During this course, you learn how to use R Studio and a number of other software packagesto explore,visualise, model, cluster, classify and forecast spatial, temporal and spatio-temporal data, using a variety of techniques including:

Your task is to source and analyse a spatio-temporal dataset using the methods you have learned during the course. Depending on which dataset you choose, you may use different methods to analyse

Some examples:

Crime Location Data

Crime locations are usually recorded as point (event) data. Some options for analysing these data include:

Example data source: https://data.cityofchicago.org/Public-Safety/Crimes-2001-to-Present/ijzp-q8t2

Road Traffic Data

Traffic data (flows, travel times etc.) are usually recorded on road segments, which form a spatial network. Using the adjacency of the network, carry our short-term prediction of traffic flows. Some options to explore:

You could test this by comparing 2 or more methods.

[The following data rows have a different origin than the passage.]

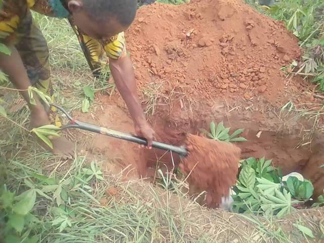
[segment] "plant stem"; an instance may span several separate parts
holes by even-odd
[[[14,91],[27,91],[27,90],[28,90],[28,89],[27,90],[17,90],[17,89],[12,89],[11,88],[4,87],[3,86],[0,86],[0,89],[13,90]]]

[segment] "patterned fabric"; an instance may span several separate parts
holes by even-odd
[[[2,6],[0,4],[0,42],[16,46],[32,84],[45,91],[50,86],[49,50],[32,21],[30,9],[59,17],[66,16],[68,12],[60,0],[3,0]],[[68,19],[96,76],[108,63],[108,57],[117,59],[126,53],[124,32],[108,40],[98,40],[79,31],[71,16]]]
[[[68,18],[96,77],[108,64],[107,57],[117,59],[126,53],[124,32],[108,40],[92,38],[78,30],[60,0],[0,0],[0,43],[15,46],[32,85],[52,97],[49,49],[42,32],[33,21],[30,9],[49,16]],[[50,111],[52,120],[60,127],[56,109]]]

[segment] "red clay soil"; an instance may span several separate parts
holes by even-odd
[[[143,7],[126,38],[140,89],[162,83],[161,94],[181,91],[198,101],[262,94],[282,101],[279,68],[300,56],[283,23],[241,0]]]
[[[180,168],[189,175],[190,186],[207,192],[207,206],[218,207],[235,183],[240,149],[230,143],[192,135],[187,136],[186,144],[189,154]]]

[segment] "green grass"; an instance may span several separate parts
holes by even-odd
[[[303,55],[293,73],[302,75],[324,91],[324,2],[316,0],[280,0],[267,11],[247,3],[262,13],[282,21],[299,39]]]
[[[69,111],[80,111],[85,85],[97,92],[106,92],[107,88],[111,88],[109,92],[113,90],[113,85],[107,84],[104,77],[93,77],[67,21],[34,16],[48,42],[56,102]],[[158,91],[158,87],[149,87],[144,94],[149,98],[150,112],[156,105]],[[95,102],[92,105],[97,105]],[[29,127],[29,115],[26,108],[8,114],[17,125],[0,117],[0,197],[6,190],[21,195],[30,189],[30,183],[46,196],[37,194],[32,209],[24,216],[33,215],[32,222],[25,223],[21,233],[12,228],[4,231],[8,217],[12,216],[11,207],[21,198],[16,197],[9,209],[0,204],[0,238],[10,234],[18,237],[7,242],[249,242],[256,239],[258,242],[287,242],[281,240],[287,238],[289,231],[278,231],[278,225],[297,222],[274,220],[269,224],[262,217],[253,221],[234,214],[208,210],[186,198],[180,187],[187,187],[185,182],[170,190],[169,186],[164,190],[140,180],[125,181],[121,175],[109,172],[104,173],[104,180],[87,180],[89,175],[83,169],[91,169],[93,160],[81,154],[73,160],[62,161],[44,152],[30,133],[21,127]],[[98,162],[98,166],[100,162],[103,161]],[[42,182],[39,178],[45,177],[35,173],[55,180]],[[61,185],[66,193],[46,191],[44,187],[50,183]],[[112,187],[118,191],[114,196],[105,192]],[[100,204],[103,197],[107,198],[105,206]],[[314,232],[317,232],[311,215],[309,218]]]

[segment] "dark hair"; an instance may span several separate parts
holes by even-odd
[[[135,18],[137,0],[83,0],[85,10],[95,20],[114,16],[123,25],[130,25]]]

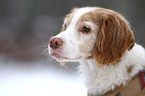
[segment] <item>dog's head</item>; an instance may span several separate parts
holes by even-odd
[[[64,19],[62,31],[49,40],[49,54],[60,62],[94,58],[109,64],[118,62],[134,44],[133,32],[119,13],[75,8]]]

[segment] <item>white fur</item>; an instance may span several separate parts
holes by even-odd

Example data source: https://dot.ca.gov/programs/traffic-operations/mpr/pems-source

Carry out spatio-temporal analysis or forecasting of Covid-19 pandemic spread. Covid-19 data is available from a range of places including:

Example projects

The datasets and tasks suggested here are just examples. You are encouraged to search for datasets and choose a topic you are interested in. There are various places you may find data such as government websites and repositories such as Kaggle (https://www.kaggle.com/datasets).

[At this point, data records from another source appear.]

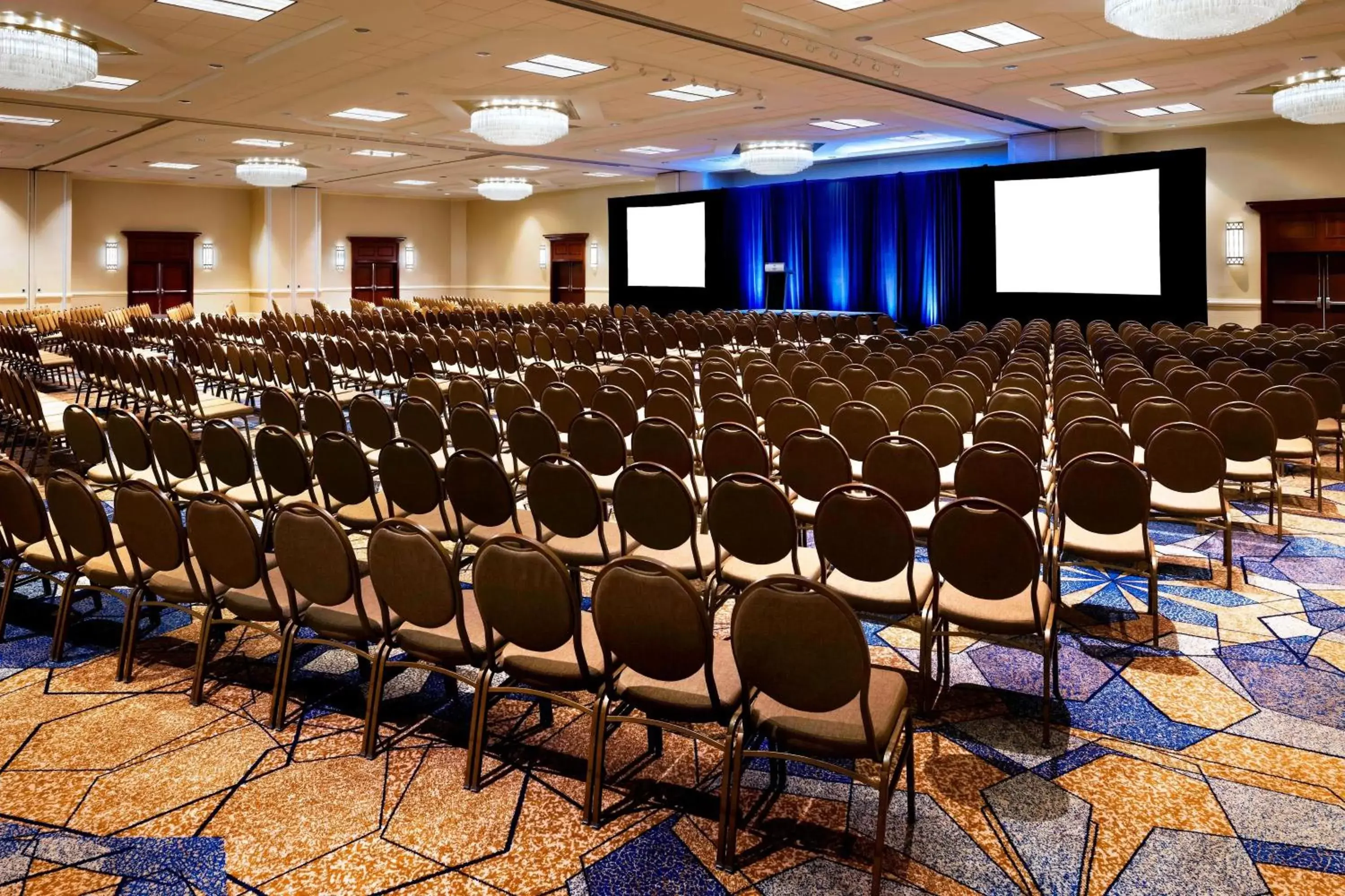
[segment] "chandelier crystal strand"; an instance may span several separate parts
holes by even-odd
[[[533,195],[533,184],[522,177],[487,177],[476,184],[476,192],[486,199],[512,203]]]
[[[1107,0],[1107,21],[1142,38],[1200,40],[1251,31],[1303,0]]]
[[[308,169],[296,159],[247,159],[234,175],[253,187],[295,187],[308,180]]]
[[[570,133],[570,117],[554,103],[503,99],[472,113],[472,133],[502,146],[542,146]]]
[[[0,87],[65,90],[98,75],[98,52],[75,38],[28,27],[0,27]]]
[[[742,167],[753,175],[796,175],[812,167],[812,144],[800,140],[763,140],[742,145]]]
[[[1289,83],[1271,101],[1276,116],[1303,125],[1345,124],[1345,69],[1305,73]]]

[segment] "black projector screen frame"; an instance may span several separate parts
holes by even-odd
[[[1161,293],[1001,293],[997,286],[995,183],[1158,171]],[[1052,322],[1124,320],[1177,324],[1208,320],[1205,150],[1131,153],[1098,159],[966,169],[962,175],[962,314],[958,324],[1003,317]]]
[[[627,210],[632,207],[686,206],[705,203],[705,287],[686,286],[631,286],[627,267],[625,239]],[[732,282],[729,273],[729,240],[724,232],[725,196],[722,189],[694,189],[683,193],[655,193],[652,196],[617,196],[607,200],[608,242],[608,296],[612,305],[646,305],[659,314],[675,310],[709,312],[724,308],[724,283]],[[670,244],[668,251],[677,253]]]

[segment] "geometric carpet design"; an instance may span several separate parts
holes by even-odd
[[[1158,647],[1143,580],[1067,566],[1049,747],[1040,658],[954,637],[955,686],[917,721],[916,823],[898,805],[888,826],[885,893],[1345,893],[1345,520],[1286,485],[1284,539],[1263,505],[1236,505],[1232,590],[1220,535],[1153,527]],[[542,728],[533,703],[492,707],[469,794],[468,696],[437,676],[389,681],[366,760],[347,656],[296,657],[273,732],[274,641],[229,634],[191,707],[188,617],[147,617],[122,685],[120,606],[77,609],[62,664],[46,658],[40,586],[11,603],[0,643],[0,896],[868,892],[877,795],[846,778],[751,766],[740,868],[724,873],[703,746],[670,735],[655,755],[621,728],[592,830],[586,725],[561,708]],[[874,662],[913,670],[911,629],[865,629]]]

Your task is to produce a report with the following sections:

o A brief description of the method used to analyse the dataset.

o A detailed explanation of the experimental setup (e.g. the way the data were divided, the parameters that were used, the transformations that were used, i.e.differencing).

o Presentation of the results with appropriate graphs and/or maps.

o An assessment of the performance of the method (with error indices or other appropriate measures).

o If you used multiple models, did one model perform better than the other? If so,why might this be the case? What are the strengths the model(s) in terms of interpretability and ease of implementation, running time etc.?

o How did the performance of the model vary across the study area?

o What were the limitations of the method(s) used?

o How could the method(s) be improved?

Report Length

The report does not have a word limit but is limited to 6 pages A4 with Arial font size 11, including tables and figures but excluding references. This is a common requirement when writing short papers, e.g. for an academic conference or journal. You should divide the content of your report among the sections according to the proportion of marks available for each one.